Lessons from history tell us it would have been more effective to turn the Taleban against Al Qaeda, the West’s real enemy. In The Mission, the Men and Me, former Delta Force commander Pete Blaber recounts meetings with Taleban fighters who complained Al Qaeda treated Afghans ‘like they were dogs’, even forbidding the Taleban from speaking directly with them. Many tribal leaders hated these foreign insurgents.  According to an old Pashtun myth, Alexander the Great’s mother Olympias wrote him a letter getting on his case about taking so long to knock off a primitive, poverty-stricken people. So, Alexander captured three tribal chiefs and sent them back to Macedonia, each one carrying an offering of soil. They were to deliver the soil as a token to Olympias from her son. But outside the Queen’s chambers, the three chiefs got into a fight and killed one another. Olympias wrote to her son, ‘Now I understand.’ Even Islam took two centuries to become embedded within the DNA of Afghanistan following the capture of Herat in 642AD. Perhaps one of the better lessons from history is from Lord Curzon, Britain’s former viceroy of India who implemented a cunning combination of tribal patronage with multiple agreements that as long as the tribes did not interfere with India, Britain would leave the tribes to conduct their own affairs. Surely $US two trillion could have bought us a similar bargain.

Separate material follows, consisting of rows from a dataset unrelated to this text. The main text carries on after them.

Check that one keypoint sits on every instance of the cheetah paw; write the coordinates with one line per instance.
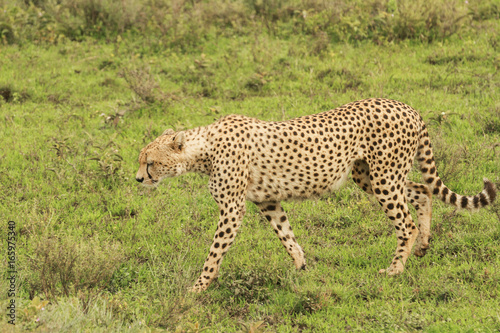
(392, 270)
(196, 289)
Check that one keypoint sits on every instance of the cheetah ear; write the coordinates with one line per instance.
(179, 141)
(168, 131)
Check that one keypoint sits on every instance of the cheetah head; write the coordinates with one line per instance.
(164, 157)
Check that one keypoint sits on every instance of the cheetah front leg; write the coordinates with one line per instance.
(231, 212)
(274, 213)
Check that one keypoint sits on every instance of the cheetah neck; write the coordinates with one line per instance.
(196, 152)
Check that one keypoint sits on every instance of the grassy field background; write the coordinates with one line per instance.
(85, 84)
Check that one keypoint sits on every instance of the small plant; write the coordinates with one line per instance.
(257, 327)
(31, 313)
(144, 85)
(108, 159)
(64, 266)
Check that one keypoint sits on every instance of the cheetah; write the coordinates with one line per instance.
(374, 140)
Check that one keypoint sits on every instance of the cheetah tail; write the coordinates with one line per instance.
(425, 158)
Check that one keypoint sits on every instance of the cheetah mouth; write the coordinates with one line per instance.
(151, 183)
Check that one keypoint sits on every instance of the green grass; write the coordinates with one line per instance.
(78, 113)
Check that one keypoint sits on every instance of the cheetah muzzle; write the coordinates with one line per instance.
(376, 140)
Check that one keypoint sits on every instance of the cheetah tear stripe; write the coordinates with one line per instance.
(374, 140)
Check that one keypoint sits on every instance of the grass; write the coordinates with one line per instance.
(110, 255)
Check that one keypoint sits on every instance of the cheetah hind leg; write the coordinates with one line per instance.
(418, 195)
(274, 213)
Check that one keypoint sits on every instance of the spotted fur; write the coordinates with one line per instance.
(376, 140)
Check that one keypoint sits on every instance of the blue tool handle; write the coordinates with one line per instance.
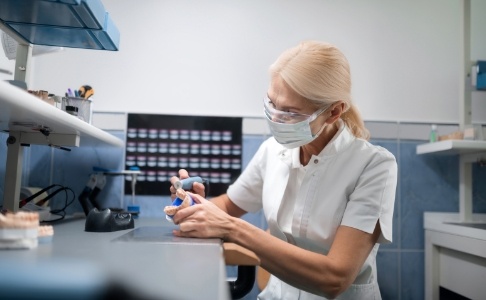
(186, 184)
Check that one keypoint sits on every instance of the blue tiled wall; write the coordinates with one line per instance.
(426, 183)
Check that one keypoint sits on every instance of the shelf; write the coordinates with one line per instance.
(452, 147)
(29, 120)
(23, 112)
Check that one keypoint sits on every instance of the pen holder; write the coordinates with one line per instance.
(85, 107)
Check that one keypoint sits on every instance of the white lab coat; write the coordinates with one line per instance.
(351, 182)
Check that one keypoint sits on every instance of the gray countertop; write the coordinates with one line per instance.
(147, 260)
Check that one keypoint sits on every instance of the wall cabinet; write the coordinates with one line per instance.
(455, 243)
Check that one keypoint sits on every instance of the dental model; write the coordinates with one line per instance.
(19, 230)
(183, 200)
(19, 220)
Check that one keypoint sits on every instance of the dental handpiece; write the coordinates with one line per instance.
(186, 184)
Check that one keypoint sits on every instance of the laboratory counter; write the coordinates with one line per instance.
(146, 262)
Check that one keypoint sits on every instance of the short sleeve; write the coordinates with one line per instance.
(373, 199)
(246, 191)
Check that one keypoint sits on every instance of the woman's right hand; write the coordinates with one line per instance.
(197, 188)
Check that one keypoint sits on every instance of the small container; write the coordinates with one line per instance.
(433, 136)
(72, 110)
(84, 106)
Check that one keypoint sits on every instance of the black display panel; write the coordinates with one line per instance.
(160, 145)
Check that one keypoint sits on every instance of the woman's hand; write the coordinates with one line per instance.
(197, 188)
(203, 220)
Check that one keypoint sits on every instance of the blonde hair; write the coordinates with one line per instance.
(320, 73)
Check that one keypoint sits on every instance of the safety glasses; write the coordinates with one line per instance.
(287, 117)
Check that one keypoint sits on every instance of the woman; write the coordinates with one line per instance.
(326, 192)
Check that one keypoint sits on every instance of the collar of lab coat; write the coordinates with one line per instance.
(341, 140)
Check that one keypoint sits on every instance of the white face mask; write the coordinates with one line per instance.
(291, 130)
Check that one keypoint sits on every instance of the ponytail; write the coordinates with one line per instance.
(352, 119)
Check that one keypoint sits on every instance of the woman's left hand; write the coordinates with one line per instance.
(203, 220)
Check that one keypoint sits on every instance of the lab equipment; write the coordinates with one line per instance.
(186, 184)
(182, 200)
(97, 182)
(108, 221)
(86, 91)
(433, 135)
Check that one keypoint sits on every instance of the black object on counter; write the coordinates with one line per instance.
(108, 221)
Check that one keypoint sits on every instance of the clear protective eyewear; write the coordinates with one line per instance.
(287, 117)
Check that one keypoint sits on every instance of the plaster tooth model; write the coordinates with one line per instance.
(20, 219)
(183, 200)
(19, 230)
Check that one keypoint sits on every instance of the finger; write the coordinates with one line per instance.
(197, 198)
(183, 174)
(174, 179)
(199, 188)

We were told the danger was from the Taleban providing a sanctuary for Al-Qaeda from which it could plan terrorist attacks on the West. Even though not a single terrorist attack against the West has ever been planned or carried out by the Taleban before or after 9/11. Meanwhile Pakistan provided a sanctuary for both the Taleban leadership and Al Qaeda (including the architect of the 9/11 terrorist attacks Osama Bin Laden). During a meeting at my compound with the Senior Commander for Afghanistan National Police in Ghazni a call came over his radio with information of an SUV packed with explosives headed towards the city. The potential target was the Ghanzi Forward Operating Base with about 1,500 Polish and US troops. The vehicle had come from Pakistan. Not surprising since the turning point for the Taleban’s resurgence came in 2007 when Pakistan cut a deal with the tribal leaders in the frontier region opening the highway between Pakistan and Afghanistan so insurgents could move freely and with impunity. Now Pakistan has the government in Kabul it worked so hard to achieve.

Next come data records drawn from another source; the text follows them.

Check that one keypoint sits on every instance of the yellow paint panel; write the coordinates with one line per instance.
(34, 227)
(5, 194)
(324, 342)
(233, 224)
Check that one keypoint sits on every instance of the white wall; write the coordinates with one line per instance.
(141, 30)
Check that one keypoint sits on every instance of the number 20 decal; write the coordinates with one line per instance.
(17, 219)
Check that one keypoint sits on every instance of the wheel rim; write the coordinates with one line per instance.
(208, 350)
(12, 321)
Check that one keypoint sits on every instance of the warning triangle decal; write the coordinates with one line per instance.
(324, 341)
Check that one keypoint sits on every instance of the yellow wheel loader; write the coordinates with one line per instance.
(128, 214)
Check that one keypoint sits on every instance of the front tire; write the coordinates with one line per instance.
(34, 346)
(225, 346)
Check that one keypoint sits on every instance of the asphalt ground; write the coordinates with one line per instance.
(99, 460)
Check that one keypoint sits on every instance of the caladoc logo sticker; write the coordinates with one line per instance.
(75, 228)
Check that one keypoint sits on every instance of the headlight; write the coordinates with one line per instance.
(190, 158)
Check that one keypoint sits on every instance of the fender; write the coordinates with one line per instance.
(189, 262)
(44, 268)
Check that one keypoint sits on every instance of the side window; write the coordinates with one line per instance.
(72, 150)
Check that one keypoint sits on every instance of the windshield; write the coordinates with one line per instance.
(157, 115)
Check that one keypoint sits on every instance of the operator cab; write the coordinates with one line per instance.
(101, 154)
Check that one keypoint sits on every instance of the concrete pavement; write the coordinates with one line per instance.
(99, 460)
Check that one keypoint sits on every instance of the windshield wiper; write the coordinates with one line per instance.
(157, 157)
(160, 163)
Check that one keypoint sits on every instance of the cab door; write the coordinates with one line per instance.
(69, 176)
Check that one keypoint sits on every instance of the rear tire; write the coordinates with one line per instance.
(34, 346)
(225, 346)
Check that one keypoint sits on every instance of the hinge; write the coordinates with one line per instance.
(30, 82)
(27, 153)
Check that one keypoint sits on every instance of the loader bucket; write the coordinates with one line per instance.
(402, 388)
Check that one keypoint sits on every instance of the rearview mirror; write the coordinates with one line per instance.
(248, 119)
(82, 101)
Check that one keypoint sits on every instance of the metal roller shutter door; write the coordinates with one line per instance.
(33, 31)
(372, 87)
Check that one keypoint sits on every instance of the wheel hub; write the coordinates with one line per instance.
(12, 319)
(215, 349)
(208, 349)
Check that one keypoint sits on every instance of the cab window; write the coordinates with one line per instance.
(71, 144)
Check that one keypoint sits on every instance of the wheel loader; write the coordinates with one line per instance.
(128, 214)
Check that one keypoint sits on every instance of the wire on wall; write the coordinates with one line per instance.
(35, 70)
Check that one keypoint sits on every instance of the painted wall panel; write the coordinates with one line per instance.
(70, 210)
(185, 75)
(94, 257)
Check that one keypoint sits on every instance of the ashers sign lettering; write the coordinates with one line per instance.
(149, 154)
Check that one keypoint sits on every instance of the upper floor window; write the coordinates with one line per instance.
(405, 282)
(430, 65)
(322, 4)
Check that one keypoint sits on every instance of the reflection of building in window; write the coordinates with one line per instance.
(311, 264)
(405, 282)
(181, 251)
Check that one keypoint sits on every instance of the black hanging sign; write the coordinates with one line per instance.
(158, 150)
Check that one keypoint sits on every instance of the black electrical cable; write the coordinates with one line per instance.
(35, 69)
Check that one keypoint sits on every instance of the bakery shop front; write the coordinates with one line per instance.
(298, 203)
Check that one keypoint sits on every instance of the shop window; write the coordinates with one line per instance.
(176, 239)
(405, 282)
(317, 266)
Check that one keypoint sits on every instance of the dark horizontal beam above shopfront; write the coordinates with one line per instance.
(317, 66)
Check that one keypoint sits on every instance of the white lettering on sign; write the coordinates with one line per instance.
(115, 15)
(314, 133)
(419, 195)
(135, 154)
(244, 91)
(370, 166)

The likes of Petraeus and other ‘experts’ claim these ungoverned areas of Afghanistan will again become safe havens for terrorists. In reality, outside the main roads of Afghanistan, the place was ungoverned even during the height of the Obama surge. Let’s not forget all those so called ‘no-go zones’ in Paris, and the Brussels suburbs of Molenbeek and Schaerbee. They are as much a breeding ground for Islamist extremist terrorism.

Significantly for Australia in the context of security in our region, history may point to the US withdrawal from Afghanistan as the flashing light signalling our most important ally was in decline as a credible global hegemonic power. Remember the top US commander, General Mark Milley, (you know the guy worried about something called ‘white rage’), was telling everyone it would be years before the 300,000-strong Afghan National Army fell to the Taleban. They collapsed in ten days. US President Biden called the withdrawal an ‘extraordinary success’. Whether Petraeus, Milley or Biden, they are all the same establishment generation who for twenty years told us to ‘stay the course’. As if straight out of Leon Festinger’s When Prophecy Fails. The author infiltrated a group that was expecting the imminent end of the world on a certain date. When that prediction failed, the movement did not disintegrate, but grew instead, as members vied to prove their orthodoxy by recruiting converts. Meanwhile one lesson yet to be learned is how despite the US having the most advanced military in history, the largely illiterate, sandal-wearing Taleban, built themselves to become one of the most effective insurgencies in modern history. Come to think of it when might they come in handy in the future? In Afghanistan, it’s about the strongest tribe, and it turns out the US backed the weakest.